In ordine al reato di cui agli artt.94 e 95 DPR 380/2001, ascritto all'originario capo c), Il Tribunale aveva già mandato assolti gli imputati "perché il fatto non sussiste" proprio in considerazione del fatto che la zona in cui era stata realizzato il muro di recinzione era "a bassa sismicità" (livello 4) per cui non era necessaria la preventiva autorizzazione.
5. Non era poi certamente maturata la prescrizione, non essendo decorso il termine massimo di anni cinque: la realizzazione del muro di recinzione fu accertata, infatti, in data 31 maggio 2012 ed i ricorrenti non hanno addotto alcun elemento da cui desumere, in contrasto con tale accertamento, che la permanenza sia i invece icessata in epoca anteriore.
Secondo la giurisprudenza di questa Corte, invero, "...sempre restando a carico dell'accusa l'onere della prova della data di inizio della decorrenza del termine prescrittivo, non basta una mera e diversa affermazione da parte dell'imputato a far ritenere che il reato si sia realmente estinto per prescrizione e neppure a determinare l'incertezza sulla data di inizio della decorrenza del relativo termine con la conseguente applicazione del principio in dubio pro reo, atteso che, In base al principio generale per cui ciascuno deve dare dimostrazione di quanto afferma, grava sull'imputato che voglia giovarsi della causa estintiva, in contrasto o in aggiunta a quanto già risulta in proposito dagli atti di causa, l'onere di allegare gli elementi in suo possesso, dei quali è il solo a potere concretamente disporre, per determinare la data di inizio del decorso del termine di prescrizione, data ch( in tali ipotesi coincide con quella di esecuzione dell'opera incriminata" Cass.pen.n.10562 dell'11/10/2000). Anche la giurisprudenza successiva ha ribadito che "In tema di prescrizione, grava sull'imputato, che voglia giovarsi di tale causa estintiva del reato, l'onere di allegare gli elementi in suo possesso dai quali desumere la data di inizio del decorso del termine, diversa da quella risultante dagli atti" (Cass.pen.sez.3 n.19082 del 24/03/2009).
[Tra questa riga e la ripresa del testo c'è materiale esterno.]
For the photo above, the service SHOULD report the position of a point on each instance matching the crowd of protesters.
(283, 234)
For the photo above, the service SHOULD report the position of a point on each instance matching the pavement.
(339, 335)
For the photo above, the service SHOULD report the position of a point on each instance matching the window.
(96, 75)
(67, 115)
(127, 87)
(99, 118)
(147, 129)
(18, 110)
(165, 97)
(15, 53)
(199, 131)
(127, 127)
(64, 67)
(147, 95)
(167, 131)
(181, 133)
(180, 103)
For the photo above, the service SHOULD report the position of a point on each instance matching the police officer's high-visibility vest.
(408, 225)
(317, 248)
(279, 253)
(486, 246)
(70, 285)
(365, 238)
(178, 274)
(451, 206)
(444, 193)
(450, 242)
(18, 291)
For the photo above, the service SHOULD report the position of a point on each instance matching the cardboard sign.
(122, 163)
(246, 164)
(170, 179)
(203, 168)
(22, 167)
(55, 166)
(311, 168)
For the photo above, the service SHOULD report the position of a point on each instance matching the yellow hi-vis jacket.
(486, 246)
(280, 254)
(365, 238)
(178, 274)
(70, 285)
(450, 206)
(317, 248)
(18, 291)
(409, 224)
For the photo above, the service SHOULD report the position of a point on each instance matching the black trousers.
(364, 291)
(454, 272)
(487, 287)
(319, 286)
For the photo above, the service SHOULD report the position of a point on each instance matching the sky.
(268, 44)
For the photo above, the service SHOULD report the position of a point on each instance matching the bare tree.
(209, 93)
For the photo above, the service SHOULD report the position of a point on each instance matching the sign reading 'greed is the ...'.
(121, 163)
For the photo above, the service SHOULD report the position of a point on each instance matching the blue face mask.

6.Infine, con motivazione sintetica ma non censurabile in fatto, la Corte territoriale ha ritenuto che non fosse applicabile l'art.131 bis cod.pen., dal momento che il fatto contestato non poteva considerarsi di particolare tenuità "avuto riguardo alle notevoli dimensioni del muro di contenimento".
7.AI rigetto del ricorso segue la condanna degli imputati al pagamento delle spese processuali.
P. Q. M.
Rigetta i ricorsi e condanna i ricorrenti al pagamento delle spese processuali.